Delaney went upstairs to his bedroom window and peered out through the curtains. He smiled and came downstairs.

“It’s two of Knocko’s boys,” he said. “Keeping an eye out.”

“That didn’t take long,” she said.

“Make sure they get some coffee.”

Later, Delaney rummaged deep into a bedroom closet and found the old Louisville Slugger that Big Jim had given to him in 1894, when he turned eight. Dried black tape was loose on the handle. He hefted the bat, feeling its weight, sensing its memory of doubles and ground-outs, and then leaned it against the wall between the bed and the night table. After rounds, he stopped by Billy McNiff’s and bought two more bats, each engraved with the signature of Mel Ott.

“A little cold for baseball,” McNiff said.

“Spring is coming, Billy.”

“That kid play ball?”

“He will.”

“How old is he anyway?”

“Old enough.”

On the way home, he began thinking of cutting a separate stairway into the back kitchen. To keep the boy away from patients and anyone else who might come in the door. He could not close the kitchen to Carlito, because the boy loved its Sicilian aura of plenitude, its position as a kind of warm center of the chilly house, and its entry into the garden. Delaney thought: I’ll call Knocko to send over a carpenter to make an estimate. At home, Delaney placed one new bat beside Monique’s desk and gave the second to Rose. She gripped the handle awkwardly, then smiled at Delaney.

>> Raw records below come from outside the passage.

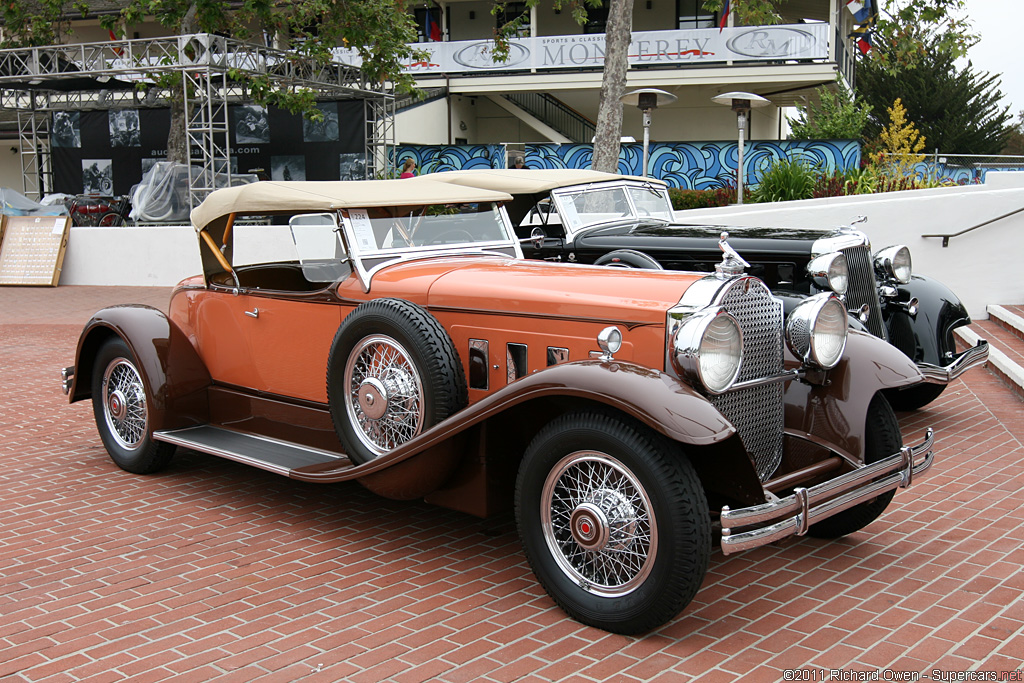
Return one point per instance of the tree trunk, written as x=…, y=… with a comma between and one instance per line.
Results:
x=609, y=111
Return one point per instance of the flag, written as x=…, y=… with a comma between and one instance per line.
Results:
x=433, y=31
x=864, y=43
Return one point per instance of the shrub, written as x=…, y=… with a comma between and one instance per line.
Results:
x=784, y=180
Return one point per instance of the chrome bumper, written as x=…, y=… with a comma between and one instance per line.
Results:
x=963, y=363
x=67, y=377
x=807, y=506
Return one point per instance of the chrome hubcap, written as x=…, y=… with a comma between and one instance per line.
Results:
x=385, y=396
x=598, y=523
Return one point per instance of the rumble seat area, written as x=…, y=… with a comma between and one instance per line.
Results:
x=282, y=276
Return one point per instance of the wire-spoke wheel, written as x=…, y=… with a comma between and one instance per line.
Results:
x=392, y=374
x=613, y=521
x=598, y=523
x=385, y=394
x=124, y=403
x=121, y=406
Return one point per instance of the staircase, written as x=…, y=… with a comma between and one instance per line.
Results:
x=1005, y=332
x=556, y=114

“I don’t know nothin’ about baseball,” she said.

“I’ll teach you if you want. But this isn’t for playing ball.”

“It’s for breaking a head, right?”

“Right.”

She smiled in an odd way, then swung the bat sharply through the air, upper teeth clamped over her lower lip. He showed her how to hold the bat, and she swung again. This time something cold came into her eyes.

If Eddie Corso indirectly had created the sense of siege on Horatio Street, the bounty of Eddie Corso was providing solutions. Delaney thought with a chuckle: Maybe I can cut into the cornice on the roof and set up archers. To peer across the empty lot toward Jane Street. Aiming arrows. To pierce the hide of anyone they see with a mortar. Or a lance. Maybe we can take over the roof of the empty Logan house, the high ground. Maybe we can arrange snares that fall on a signal. Or string barbed wire all the way to the North River. Maybe…

The weather warmed on Thursday and the snow was gone on Friday. When Delaney went on house calls now, he noticed men standing in small groups at all corners of the block and on one of the rooftops across the street. The faces were not always the same. But he could pick out Knocko’s boys, with their derby hats, and Danny Shapiro wandering from the precinct, and a few of the regulars from Angela’s. All of them protecting their own, which, Delaney thought, in this case happens to be me. And the boy. And Monique. And Rose. I can never move now.